Modern applications process and generate large volumes of data. The possibility of a single web server/data source failing, resulting in losing applications and priceless data is a common nightmare among software developers. However, you can achieve high data availability if all server nodes have an identical copy of data – this implies that there won’t be any data loss if a few nodes fail in the cluster. But, what happens when the data begins to expand significantly? In cases like these, you must dial back replication and begin partitioning the data.
NCache being a distributed and in-memory caching solution provides high scalability, performance, and availability for data-intensive applications. It brings forward the POR (Partitioned Replica) topology to divide the data into multiple chunks (buckets) and place them in different partitions. In order to evenly spread the read and write loads, data is partitioned across several nodes. This solves the initial problem in achieving scalability by dividing the data, but how exactly is the data partitioned equally? This blog aims to educate you about how data partitioning takes place in NCache.
Hash-Based Partitioning for Equal Data Distribution
More often than not, various applications employ the round-robin strategy to assign data to different partitions. While this approach guarantees even distribution, it presents a challenge when it comes to locating specific data items. The search and retrieval of data can become time-consuming and ineffective with no way to track item locations.
To resolve this issue, NCache incorporates Hash-Based Partitioning. Data is split into many buckets that are subsequently dispersed among several partitions. The goal is to evenly distribute buckets across nodes in the cluster to optimize performance and ensure high availability. To achieve this, NCache employs a hashing technique that maps each data item to a specific bucket based on the key of the item. Now, to figure out the owner of the bucket, you need to apply the hash function on the item’s key and mod it by the total number of buckets – we have 1000 buckets in total.
What is a Distribution Map?
The coordinator server is essential in a distributed cache cluster because it oversees bucket distribution and ensures that each item is assigned to a particular bucket based on its key. To achieve this, the coordinator server creates a distribution map including the bucket distribution and distributes it to all other partitions in the cluster, as well as, to all connected clients.

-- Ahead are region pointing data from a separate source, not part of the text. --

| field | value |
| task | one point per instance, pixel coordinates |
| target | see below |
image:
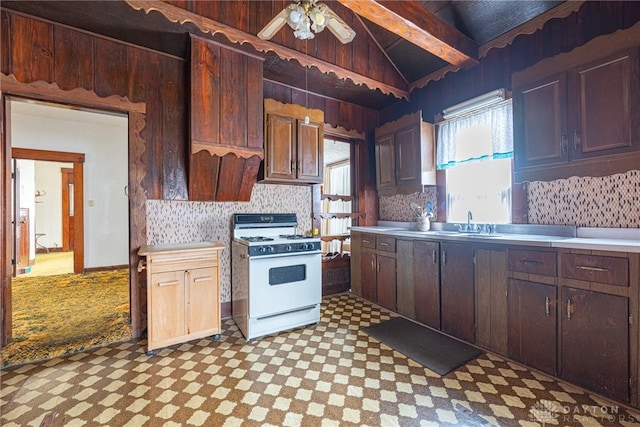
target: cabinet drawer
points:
(368, 241)
(536, 262)
(163, 265)
(595, 268)
(386, 243)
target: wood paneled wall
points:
(594, 18)
(35, 50)
(356, 56)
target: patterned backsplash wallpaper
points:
(183, 222)
(612, 201)
(398, 207)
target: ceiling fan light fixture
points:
(307, 18)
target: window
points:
(476, 150)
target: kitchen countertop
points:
(582, 238)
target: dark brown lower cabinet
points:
(369, 276)
(532, 319)
(378, 279)
(387, 282)
(595, 342)
(457, 302)
(426, 276)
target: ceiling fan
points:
(307, 17)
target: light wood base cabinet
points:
(183, 292)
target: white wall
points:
(27, 200)
(103, 138)
(48, 208)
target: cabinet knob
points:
(546, 306)
(563, 143)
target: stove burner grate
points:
(294, 236)
(257, 238)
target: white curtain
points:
(476, 136)
(337, 179)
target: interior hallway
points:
(330, 374)
(51, 263)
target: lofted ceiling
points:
(421, 39)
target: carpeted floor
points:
(52, 263)
(64, 314)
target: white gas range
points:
(276, 276)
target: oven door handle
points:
(284, 254)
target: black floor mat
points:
(431, 349)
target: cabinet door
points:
(281, 147)
(387, 282)
(604, 103)
(456, 288)
(368, 276)
(203, 300)
(595, 342)
(426, 272)
(540, 116)
(532, 322)
(491, 299)
(310, 152)
(385, 163)
(409, 172)
(167, 308)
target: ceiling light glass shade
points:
(306, 18)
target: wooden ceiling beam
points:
(234, 35)
(414, 23)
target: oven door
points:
(283, 283)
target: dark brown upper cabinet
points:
(294, 145)
(226, 127)
(405, 155)
(578, 114)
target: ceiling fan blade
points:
(338, 27)
(274, 25)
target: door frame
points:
(81, 98)
(78, 193)
(68, 231)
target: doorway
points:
(96, 233)
(136, 113)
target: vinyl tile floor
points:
(329, 374)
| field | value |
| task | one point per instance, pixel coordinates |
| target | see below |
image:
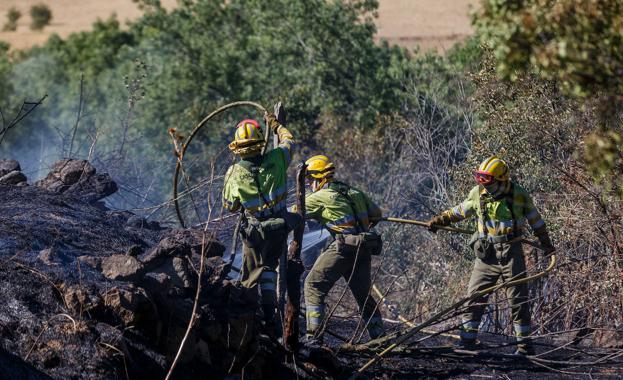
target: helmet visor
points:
(483, 178)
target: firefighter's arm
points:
(313, 207)
(286, 139)
(462, 211)
(230, 201)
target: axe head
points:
(280, 113)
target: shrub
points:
(12, 16)
(41, 16)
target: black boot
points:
(525, 349)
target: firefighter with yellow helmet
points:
(503, 209)
(257, 185)
(348, 214)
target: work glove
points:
(271, 121)
(436, 221)
(546, 243)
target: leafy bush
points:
(41, 16)
(13, 15)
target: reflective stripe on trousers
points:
(469, 330)
(268, 286)
(522, 331)
(314, 315)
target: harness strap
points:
(510, 198)
(254, 169)
(351, 203)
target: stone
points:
(93, 262)
(78, 178)
(49, 256)
(7, 166)
(13, 178)
(121, 267)
(132, 306)
(80, 300)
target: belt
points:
(501, 238)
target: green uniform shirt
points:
(499, 220)
(335, 212)
(241, 188)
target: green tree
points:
(13, 15)
(206, 53)
(578, 44)
(41, 16)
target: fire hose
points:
(413, 329)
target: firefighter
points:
(348, 214)
(257, 186)
(502, 208)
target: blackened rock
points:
(8, 166)
(78, 178)
(13, 367)
(138, 222)
(92, 261)
(135, 250)
(180, 243)
(132, 306)
(49, 256)
(122, 267)
(14, 178)
(80, 299)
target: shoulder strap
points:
(254, 169)
(510, 200)
(484, 215)
(360, 226)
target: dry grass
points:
(432, 24)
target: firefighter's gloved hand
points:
(435, 222)
(271, 121)
(546, 243)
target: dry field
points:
(431, 24)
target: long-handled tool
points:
(425, 224)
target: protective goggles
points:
(483, 178)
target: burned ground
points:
(87, 293)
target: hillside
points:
(429, 23)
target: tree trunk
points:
(295, 270)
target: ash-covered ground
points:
(88, 293)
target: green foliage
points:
(12, 15)
(41, 16)
(318, 57)
(578, 43)
(5, 70)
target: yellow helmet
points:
(492, 169)
(248, 139)
(319, 167)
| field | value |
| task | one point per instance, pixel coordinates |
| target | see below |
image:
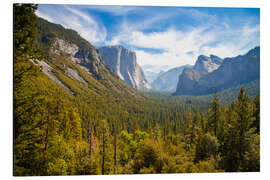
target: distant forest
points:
(101, 130)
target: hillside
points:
(231, 72)
(124, 63)
(72, 115)
(167, 81)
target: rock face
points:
(232, 72)
(206, 64)
(167, 81)
(124, 63)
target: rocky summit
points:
(124, 62)
(212, 72)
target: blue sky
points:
(162, 36)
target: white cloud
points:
(177, 44)
(72, 18)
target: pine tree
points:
(214, 114)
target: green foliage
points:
(106, 127)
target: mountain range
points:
(212, 74)
(124, 63)
(167, 81)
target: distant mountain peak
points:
(229, 73)
(124, 62)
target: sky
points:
(162, 37)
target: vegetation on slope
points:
(103, 130)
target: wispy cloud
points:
(73, 18)
(189, 32)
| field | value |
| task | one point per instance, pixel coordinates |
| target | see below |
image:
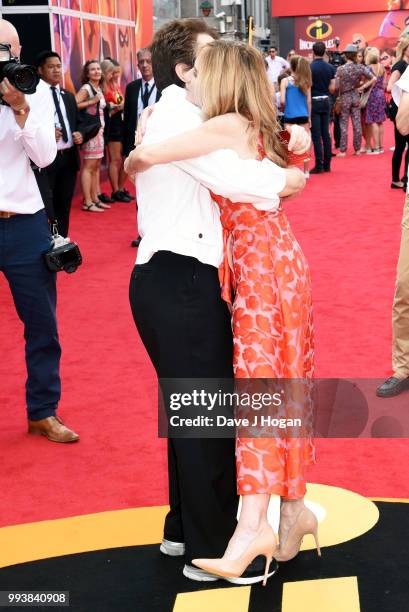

No matter how many servers are in the cluster, NCache makes sure that each item is given a consistent bucket address through this method. This is because the distribution map remains constant, even if the number of servers in the cluster changes. As a result, even if a bucket moves from one partition to another at any stage, the bucket address of an item remains the same. This guarantees that the data stays intact, and no data is lost during bucket movements.
In case of Partitioned topology, whenever a node leaves the cluster, the cluster experiences data loss. The buckets owned by the leaving node will all be lost. However, in case of POR, the replica is present on another node that will be redistributed on the basis on the distribution map – preventing data loss.
Data Distribution Based on a Distribution Map
Data is spread equally among all nodes in the cache cluster thanks to the dynamic bucket distribution strategy offered by NCache. All 1000 buckets are assigned to the node when you start a cache cluster, which results in all data being stored in a single partition. To provide the best performance and load balancing, the buckets are then divided equally throughout the partitions when more nodes are added to the cluster.
The 1000 buckets, for instance, are divided equally between the two partitions when a second node is added to the cluster, giving each split 500 buckets. Similarly, when a third node enters the cluster, the buckets are redistributed, giving each partition 333, 333, and 334 buckets, accordingly.
Bucket distribution modifies once more if a partition leaves the cluster. To maintain an even distribution of the data, for instance, when a partition exits a three-node cluster, the 333 or 334 buckets that belong to that partition are dispersed across the two remaining nodes. NCache’s state transfer mechanism kicks in to rebalance the data between nodes whenever the bucket distribution changes, ensuring that data is distributed optimally in accordance with the bucket distribution. Similarly, the client also receives the distribution map that informs about the running server nodes and their hash-based distributions.
Data Load Balancing
While redistributing buckets around the cache cluster’s nodes, NCache takes a data-centric strategy to make sure that the amount of data that each partition receives is balanced. In order to accomplish this, each partition in the cluster periodically exchanges the statistics of the buckets it owns with the other partitions in the cluster. This enables the creation of a balanced distribution map that accounts for the quantity of data each partition possesses. NCache automatically balances the data to ensure that each partition receive an equal share of data. It also allows to balance data manually. You can read more about it here.
Conclusion
In conclusion, utilizing POR to split data in NCache is a useful technique for enhancing the speed and scalability of applications. You may guarantee that data is always available and lessen the possibility of performance bottlenecks by breaking data into smaller chunks and distributing them over numerous cache nodes.